Stadtfest-Tagebuch: Finale für die größte Fete Westsachsens

Am letzten Tag des Stadtfestes erwartet die Besucher noch einmal ein buntes Programm. Musikalischer Höhepunkt ist die Band Marquess um 21 Uhr.

Hauptmarkt. Dieses Konzert ist das letzte Highlight des diesjährigen Zwickauer Stadtfestes. Um 21 Uhr hat die Band Marquess die Hauptmarktbühne betreten. Die gut gelaunten Musiker feiern mit dem ebenfalls gut gelaunten und entspannten Publikum den Abschluss der dreitägigen Stadtfete.

Anders als am Samstagabend haben die Leute vor der Bühne auch noch etwas Platz zum Tanzen. 


Domhof. Am Domhof hat um 20 Uhr die Band Mr. Rod losgelegt. Ihre Show ist eine Hommage an den britischen Sänger Rod Stewart, die sowohl akustisch als auch optisch überzeugen soll. 

 

 


Willi Kühn, mit seinem Security-Dienst verantwortlich für die Sicherheit auf dem Fest, zieht am Sonntagabend ein positives Fazit: "Kleinere Geschichten, das Übliche", sagt er im Gespräch mit der "Freien Presse".

Rangeleien zwischen Betrunkenen haben seine Leute genauso geschlichtet wie sie "Mädchen für alles" spielten. "Wir sind oft am einfachsten greifbar, also kommen die Leute auch mit einem Wespenstich erst mal auf uns zu. Und wir helfen gern." Die Polizei selbst zieht ihr Fazit erst ab Montagmorgen.

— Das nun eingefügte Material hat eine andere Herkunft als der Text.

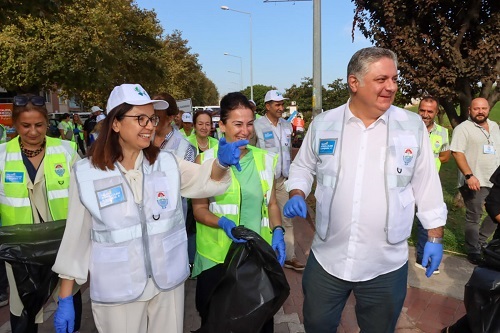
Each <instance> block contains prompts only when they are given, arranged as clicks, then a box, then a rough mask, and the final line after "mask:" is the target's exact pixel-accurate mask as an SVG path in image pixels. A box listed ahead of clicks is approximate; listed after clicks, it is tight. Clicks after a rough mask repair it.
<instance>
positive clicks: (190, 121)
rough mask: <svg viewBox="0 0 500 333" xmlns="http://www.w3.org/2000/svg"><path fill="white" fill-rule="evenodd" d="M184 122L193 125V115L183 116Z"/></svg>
mask: <svg viewBox="0 0 500 333" xmlns="http://www.w3.org/2000/svg"><path fill="white" fill-rule="evenodd" d="M182 122H183V123H193V116H192V115H191V113H183V114H182Z"/></svg>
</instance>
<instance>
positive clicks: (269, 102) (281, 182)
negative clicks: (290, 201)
mask: <svg viewBox="0 0 500 333" xmlns="http://www.w3.org/2000/svg"><path fill="white" fill-rule="evenodd" d="M287 99H288V98H284V97H283V95H282V94H281V93H280V92H279V91H277V90H269V91H268V92H267V93H266V96H265V97H264V102H265V105H266V114H265V115H264V116H263V117H261V118H259V119H257V120H255V121H254V123H253V126H254V129H255V136H256V146H257V147H259V148H262V149H265V150H268V151H270V152H273V153H276V154H277V155H278V163H277V164H276V171H275V178H276V179H275V182H276V183H275V184H276V200H277V201H278V206H279V207H280V211H281V213H282V215H281V219H282V221H283V227H284V228H285V243H286V261H285V267H286V268H290V269H293V270H296V271H302V270H304V265H303V264H302V263H301V262H299V260H298V259H297V258H296V257H295V237H294V235H293V223H292V219H290V218H288V217H286V216H284V215H283V207H284V206H285V204H286V202H287V201H288V192H287V190H286V188H285V181H286V180H287V179H288V171H289V170H290V162H291V153H292V142H291V137H292V125H291V124H290V123H289V122H288V121H286V120H285V119H283V118H282V114H283V111H284V109H285V108H284V101H285V100H287Z"/></svg>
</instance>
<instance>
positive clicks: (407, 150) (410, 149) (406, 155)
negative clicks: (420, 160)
mask: <svg viewBox="0 0 500 333" xmlns="http://www.w3.org/2000/svg"><path fill="white" fill-rule="evenodd" d="M412 159H413V150H411V149H410V148H406V149H405V153H404V154H403V162H405V165H408V164H410V162H411V160H412Z"/></svg>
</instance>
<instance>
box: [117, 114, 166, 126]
mask: <svg viewBox="0 0 500 333" xmlns="http://www.w3.org/2000/svg"><path fill="white" fill-rule="evenodd" d="M124 117H130V118H137V122H138V123H139V126H141V127H146V126H148V124H149V122H150V121H151V124H153V126H155V127H156V126H158V123H159V122H160V117H158V116H157V115H155V114H154V115H152V116H151V117H148V116H146V115H145V114H140V115H137V116H129V115H124Z"/></svg>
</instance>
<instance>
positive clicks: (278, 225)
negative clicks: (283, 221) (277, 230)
mask: <svg viewBox="0 0 500 333" xmlns="http://www.w3.org/2000/svg"><path fill="white" fill-rule="evenodd" d="M276 229H281V231H283V235H284V234H285V228H283V227H282V226H280V225H277V226H275V227H274V228H273V231H272V233H273V234H274V230H276Z"/></svg>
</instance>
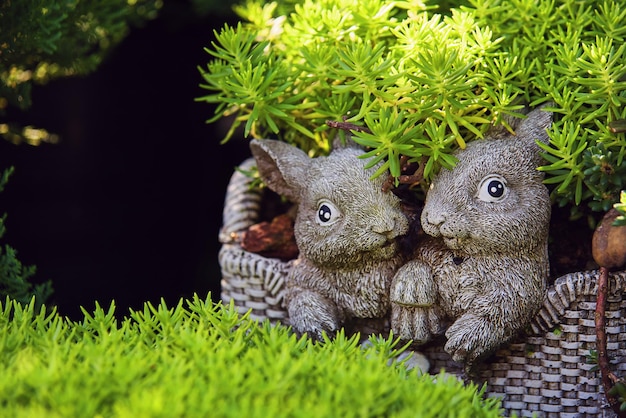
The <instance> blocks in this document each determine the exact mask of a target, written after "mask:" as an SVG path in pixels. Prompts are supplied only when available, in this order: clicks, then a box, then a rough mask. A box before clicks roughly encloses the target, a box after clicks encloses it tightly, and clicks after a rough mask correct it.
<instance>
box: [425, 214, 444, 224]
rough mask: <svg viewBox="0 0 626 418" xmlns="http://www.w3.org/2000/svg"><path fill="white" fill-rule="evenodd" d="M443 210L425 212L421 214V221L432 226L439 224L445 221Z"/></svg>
mask: <svg viewBox="0 0 626 418" xmlns="http://www.w3.org/2000/svg"><path fill="white" fill-rule="evenodd" d="M446 217H447V216H446V214H445V212H435V213H433V212H426V211H424V212H423V214H422V222H424V223H428V224H431V225H432V226H441V224H443V223H444V222H445V221H446Z"/></svg>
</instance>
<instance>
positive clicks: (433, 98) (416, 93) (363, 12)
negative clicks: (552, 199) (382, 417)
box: [198, 0, 626, 216]
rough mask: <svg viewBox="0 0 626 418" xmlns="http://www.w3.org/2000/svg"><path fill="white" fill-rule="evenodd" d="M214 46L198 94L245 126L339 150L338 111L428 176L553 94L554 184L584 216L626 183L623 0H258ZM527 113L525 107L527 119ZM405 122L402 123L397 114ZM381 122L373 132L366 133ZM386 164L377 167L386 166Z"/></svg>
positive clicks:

Hauptmarkt. Gerade erklang der Evergreen "Volare" von der Hauptmarktbühne. Die Band Marquess, musikalischer Höhepunkt des Stadtfest-Sonntags, absolvierte den obligatorischen Soundcheck vor ihrem Auftritt. 

Das Konzert beginnt um 21 Uhr. 


Kornmarkt. Bernhard Brink hat das Publikum auf seiner Seite: Auf dem Kornmarkt ist es heiß, die Sonne knallt vom Himmel. Brink, so erzählt er, toure seit Tagen bei Hitze über die Bühnen der Schlagerfeste. "Ich werde schon gefragt, ob ich Roberto Blanco bin", witzelt er.

Seine Art Humor kommt an: Brink nimmt sich selbst auf die Schippe - auch seine Schlagerkollegen müssen mit Seitenhieben rechnen. "Im Fernsehen sehen Sie kleiner und dicker aus, sagen die Leute immer zu mir", sagt Brink, um hinzuzufügen: "Ich sag dann immer: Ja, im Fernsehen heiße ich aber Andy Borg."


Hauptmarkt. Für alle die, die sich am Sonntag über den mit Papierschlangen behängten Baum neben der italienischen Eisdiele auf dem Hauptmarkt gewundert haben: Nein, das ist kein Scherz eines Junggesellenabschieds und auch keine politische Botschaft, der Baum bekam seinen Schmuck während des Konzerts von Wincent Weiss in der Nacht zuvor verpasst.

Aus Partykanonen vor der Bühne waren unter anderem Papierschlangen über der Menschenmenge verschossen worden - und eben auch auf dem Baum gelandet. Weiss, dem der Auftritt in Zwickau richtig viel Spaß machte, musste selbst darüber lachen. Er entschuldige sich bei dem, "der das wieder saubermachen muss", sagte er.


Hauptmarkt. Wo in der Nacht noch Popsänger Wincent Weiss die Massen zum Toben brachte, versammelten sich am Sonntagmorgen Christen zum ökumenischen Gottesdienst. Der Hauptmarkt war auch zu diesem Anlass gefüllt. Dekan Markus Böhme (Römisch-katholische Kirche), Pfarrer Frank Bliesener (Evangelisch-lutherische Kirche), Pastor Christian Posdzich (Evangelisch-methodistische Kirche) und Pastor Thomas Eichin (Baptistengemeinde) führten durch den Gottesdienst.

Die Bläserchöre Zwickau und die Big Band des Peter-Breuer-Gymnasiums übernahmen die musikalische Gestaltung. Zwickau sei eine Stadt der Toleranz - gegenüber Religionen und Fremden, sagte Posdzich in seiner Predigt. Das gelte für Asylbewerber genauso wie für Studenten, die in die Stadt ziehen. Zwickau könne Heimat für jeden werden, für Gott gebe es keine No-Go-Areas.